Set Cover Approximation — Interview Preparation¶
Greedy Set Cover is a favorite for interviews that probe the boundary between greedy algorithms, NP-hardness, and approximation theory. It is simple enough to state in one sentence, deep enough to ask "why is the ratio exactly ln n," and practical enough to turn into a coding challenge (cover everything with the fewest sets, weighted cost, max coverage under a budget). This file is a curated bank of questions by seniority, behavioral prompts, and end-to-end coding challenges with runnable Go, Java, and Python solutions.

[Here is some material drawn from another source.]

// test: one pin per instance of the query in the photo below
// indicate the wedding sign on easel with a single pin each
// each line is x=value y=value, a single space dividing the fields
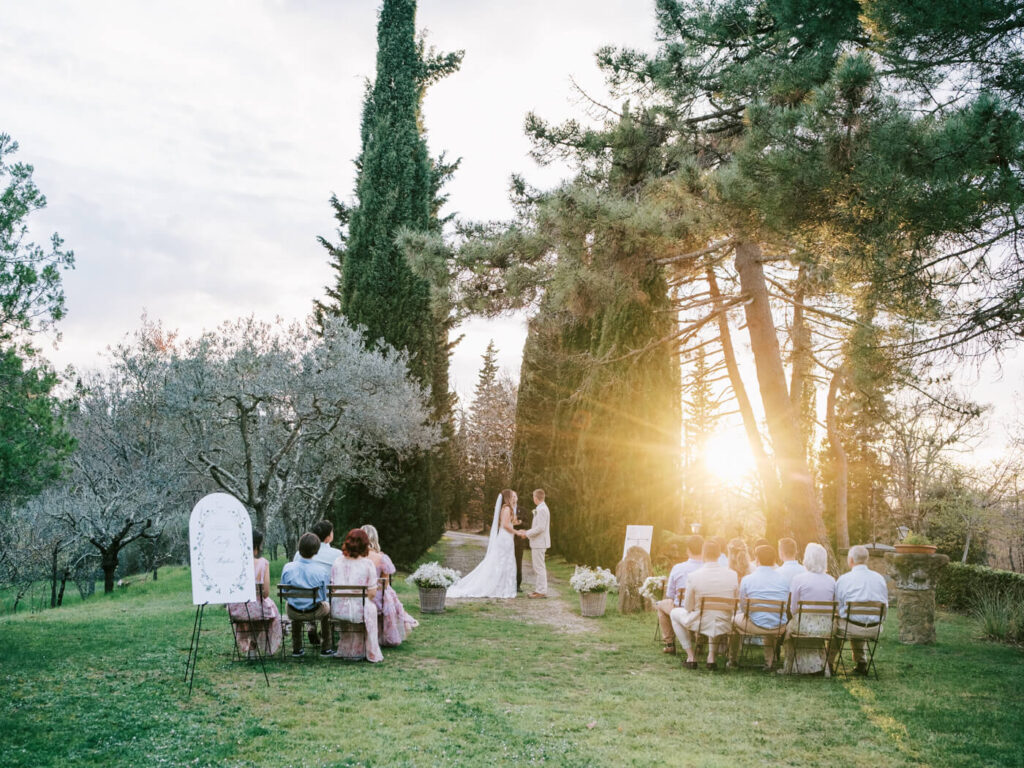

Quick-Reference Cheat Sheet¶
| Fact | Statement |
|---|---|
| Problem | Cover universe U with the fewest given sets (or least total cost). NP-hard. |
| Greedy rule | Repeatedly pick the set covering the most still-uncovered elements. |
| Weighted rule | Pick the set with the smallest cost / newly-covered count. |
| Guarantee | greedy ≤ H(n)·OPT, H(n) = 1 + 1/2 + … + 1/n ≈ ln n + 1 (also H(d), d = largest set). |
| Tightness | Halving instances force ≈ ln n · OPT; the bound is real. |
| Hardness | No poly algorithm beats (1−o(1))·ln n unless P = NP (Feige). |
| Max coverage | Maximize coverage with k sets → greedy gives 1 − 1/e ≈ 0.632 (tight). |
| LP | OPT_LP ≤ OPT; integrality gap Θ(log n); frequency rounding → f-approx. |
| Vertex cover | Set cover with frequency f = 2 → 2-approximation. |
| Submodularity | Coverage has diminishing returns → why greedy works. |
| Complexity | ~O(m·n) naive; O(N log m) with inverted index. |
| Feasible iff | union of all sets = U. |
Build recipe (unweighted):
covered[] = false; numCovered = 0; chosen = []
while numCovered < n:
pick set with MAX (# uncovered elements it contains)
mark its elements covered; add to chosen
answer = chosen (a cover, size ≤ H(n)·OPT)
Objective choice:
cover all, fewest sets -> max gain greedy (H(n))
cover all, cheapest cost -> min cost/gain greedy (H(n))
max coverage, k sets -> max gain greedy, k picks (1 - 1/e)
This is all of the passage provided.